Arkhangelsky and Imbens review causal panel methods
Highly recommended readers read the new review
This is a great new review article that just posted about causal panel methods by Arkhangelsky and Imbens. You may recall that they, along with a few others, authored the synthetic difference-in-differences paper. I have done a slow skimming of the article twice and the things that struck me is how beautifully written it is. It takes like a “world building” approach and goes back to the 1980s work on panel models by people like Chamberlain, into difference-in-differences and program evaluation then to synthetic control. What was also nice I think was how it mirrored my own opinions and thoughts but that because it was Arkhangelsky and Imbens, it was deeper and able to interact with all parts of the technical elements. But I also just loved, to be honest, the history of thought embedded in it. Take for instance these sentences:
“This literature was initially motivated by the increased availability of various large public-use longitudinal data sets starting in the 1960s. These data sets included the Panel Study of Income Dynamics, the National Longitudinal Survey of Youth, which are proper panels where individuals are followed over fairly long periods of time, and the Current Population Survey, which is primarily a repeated cross-section data set with some short term panel features. These data sets vary substantially in the length of the time series component, motivating different methods that could account for such data configurations.”
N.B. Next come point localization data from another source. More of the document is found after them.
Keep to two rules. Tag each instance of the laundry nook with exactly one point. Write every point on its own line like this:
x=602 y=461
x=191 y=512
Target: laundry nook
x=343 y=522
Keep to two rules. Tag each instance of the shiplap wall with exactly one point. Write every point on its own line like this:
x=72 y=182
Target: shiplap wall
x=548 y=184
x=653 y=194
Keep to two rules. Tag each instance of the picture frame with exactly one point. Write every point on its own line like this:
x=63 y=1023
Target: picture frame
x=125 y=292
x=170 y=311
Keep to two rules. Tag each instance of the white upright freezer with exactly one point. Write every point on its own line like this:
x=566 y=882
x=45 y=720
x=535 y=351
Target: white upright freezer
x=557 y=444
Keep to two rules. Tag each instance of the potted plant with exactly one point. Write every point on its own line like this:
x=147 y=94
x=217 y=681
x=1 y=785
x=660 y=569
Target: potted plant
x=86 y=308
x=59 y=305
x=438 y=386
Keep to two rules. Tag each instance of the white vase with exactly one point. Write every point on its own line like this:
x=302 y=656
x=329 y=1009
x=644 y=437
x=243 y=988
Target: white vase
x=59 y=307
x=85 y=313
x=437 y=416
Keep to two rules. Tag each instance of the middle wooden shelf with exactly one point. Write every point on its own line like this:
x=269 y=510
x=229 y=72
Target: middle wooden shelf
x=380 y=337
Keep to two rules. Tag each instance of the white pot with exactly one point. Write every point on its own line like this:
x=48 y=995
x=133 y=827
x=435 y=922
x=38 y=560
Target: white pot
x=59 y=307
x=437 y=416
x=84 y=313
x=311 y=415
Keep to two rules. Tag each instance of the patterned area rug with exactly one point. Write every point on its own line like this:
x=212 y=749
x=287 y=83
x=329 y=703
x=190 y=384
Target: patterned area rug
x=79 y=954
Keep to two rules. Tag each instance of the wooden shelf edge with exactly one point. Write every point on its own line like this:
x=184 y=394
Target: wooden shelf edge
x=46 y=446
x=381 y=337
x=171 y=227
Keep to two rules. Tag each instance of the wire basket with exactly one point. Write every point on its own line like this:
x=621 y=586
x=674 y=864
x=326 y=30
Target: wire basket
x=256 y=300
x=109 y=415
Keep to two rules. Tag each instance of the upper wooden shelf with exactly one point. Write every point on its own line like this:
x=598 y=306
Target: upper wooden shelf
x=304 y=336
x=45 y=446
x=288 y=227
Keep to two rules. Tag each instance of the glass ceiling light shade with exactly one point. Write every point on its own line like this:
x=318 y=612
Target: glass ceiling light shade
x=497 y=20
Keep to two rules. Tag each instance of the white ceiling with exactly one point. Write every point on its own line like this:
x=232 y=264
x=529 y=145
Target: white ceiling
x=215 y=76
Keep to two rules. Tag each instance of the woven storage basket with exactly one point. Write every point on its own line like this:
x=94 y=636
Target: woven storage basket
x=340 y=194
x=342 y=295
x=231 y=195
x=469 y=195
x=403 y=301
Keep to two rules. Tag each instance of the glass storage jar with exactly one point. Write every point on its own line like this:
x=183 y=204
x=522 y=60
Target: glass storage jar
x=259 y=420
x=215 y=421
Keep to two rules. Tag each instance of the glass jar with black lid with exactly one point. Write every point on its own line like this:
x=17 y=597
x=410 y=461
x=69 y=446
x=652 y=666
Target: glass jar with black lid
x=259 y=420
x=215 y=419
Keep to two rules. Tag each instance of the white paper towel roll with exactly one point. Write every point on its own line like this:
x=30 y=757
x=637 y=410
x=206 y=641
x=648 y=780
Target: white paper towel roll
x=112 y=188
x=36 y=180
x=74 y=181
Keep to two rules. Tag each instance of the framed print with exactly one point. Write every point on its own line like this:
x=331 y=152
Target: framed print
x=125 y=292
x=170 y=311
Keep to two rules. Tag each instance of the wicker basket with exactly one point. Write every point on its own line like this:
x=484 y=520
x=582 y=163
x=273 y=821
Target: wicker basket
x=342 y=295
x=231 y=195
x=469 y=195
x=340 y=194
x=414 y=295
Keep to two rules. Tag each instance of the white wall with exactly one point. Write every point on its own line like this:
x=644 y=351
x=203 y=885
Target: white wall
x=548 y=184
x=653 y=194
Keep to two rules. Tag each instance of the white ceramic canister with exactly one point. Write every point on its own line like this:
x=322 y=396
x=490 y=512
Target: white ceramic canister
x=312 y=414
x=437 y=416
I love hearing people describe the evolution of econometrics as endogenous to technological events such as the sudden availability of panel surveys. It’s interesting when you think about it that econometricians are responding to data, in other words. You could even say that about diff-in-diff maybe — that the US legal system is such that 50 states and countless municipalities are given relative large latitude to design their own laws, and that helped build the “natural experiment” style research. Had it not been that datasets existed harmonized over those 50 states, though, then you couldn’t really as easily work with such things.
But it’s also just so thorough, and I think it will bear close reading by everyone. You can see a particular notational setup that I think is more common now with Imbens and coauthors where things are expressed in terms of matrix “block structure”. This is how the matrix completion with nuclear norm regularization paper is set up, and that is sort of the framing they use in this review too. They call this the “data frame” of the panel. Here’s a brief quote:
“One classification the panel data literature can be organized by the shape of the data frame. This is not an exact classification, and which category a particular data set fits, and which methods are appropriate, in part depends on the magnitude of the cross-section and time-series correlations. Nevertheless, it is useful to reflect on the relative magnitude of the cross-section and time-series dimensions as it has implications for the relative merits of statistical methods for the analysis of such data.”
In the MCNN paper, and in this review, they describe three basic kinds of block structures too: thin, fat and square. I’ve put them here so you can see. They tend to talk about this because there are conventional research designs we’re used to that actually are one of these. So synthetic control, for instance, will often be long time periods (or are supposed to be) relative to units, but then something like the Lalonde dataset will have large number of units but only three periods. But oftentimes you’ll also have around the same number of time and units which they call square. This review carries that notation forward into the broader panel framework, and so I suspect we can probably expect to see more people using it.